IRF1 is critical for the TNF-driven interferon response in rheumatoid fibroblast-like synoviocytes: JAKinibs suppress the interferon response in RA-FLSs

Rheumatoid arthritis (RA) is an autoimmune disease characterized by persistent synovial inflammation. The major drivers of synovial inflammation are cytokines and chemokines. Among these molecules, TNF activates fibroblast-like synoviocytes (FLSs), which leads to the production of inflammatory mediators.
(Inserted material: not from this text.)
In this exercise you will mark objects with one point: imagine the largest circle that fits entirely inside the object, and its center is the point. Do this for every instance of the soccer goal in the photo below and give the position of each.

Here, we show that TNF regulates the expression of the transcription factor interferon regulatory factor 1 (IRF1) in human FLSs as well as in a TNF transgenic arthritis mouse model. Transcriptomic analyses of IRF1-deficient, TNF-stimulated FLSs define the interferon (IFN) pathway as a major target of IRF1. IRF1 expression is associated with the expression of IFNβ, which leads to the activation of the JAK-STAT pathway. Blocking the JAK-STAT pathway with the Janus kinase inhibitor (JAKinib) baricitinib or tofacitinib reduces the expression of IFN-regulated genes (IRGs) in TNF-activated FLSs. Therefore, we conclude that TNF induces a distinct inflammatory cascade, in which IRGs are key elements, in FLSs. The IFN-signature might be a promising biomarker for the efficient and personalized use of new treatment strategies for RA, such as JAKinibs. IRF-1: a key regulator in rheumatoid Arthritis Thomas Karonitsch at the Medical University of Vienna, Austria, and colleagues showed that activation of the protein interferon regulatory factor 1 (IRF-1) in human synoviocytes promoted the expression of genes that contribute to sustained synovial inflammation in rheumatoid Arthritis (RA). They found that the Januse kinase (JAK) inhibitors baricitinb and tofacitinib, which are both approved for the treatment of RA, prevented the activation of IRF1 regulated proinflammatory genes. Their findings unvover a potential role for IRF1 activated genes as a biomarker to predict the treatment response to RA therapies and moreover highlight the benefit of targeting inflammatory pathways in synoviocytes for the treatment of RA.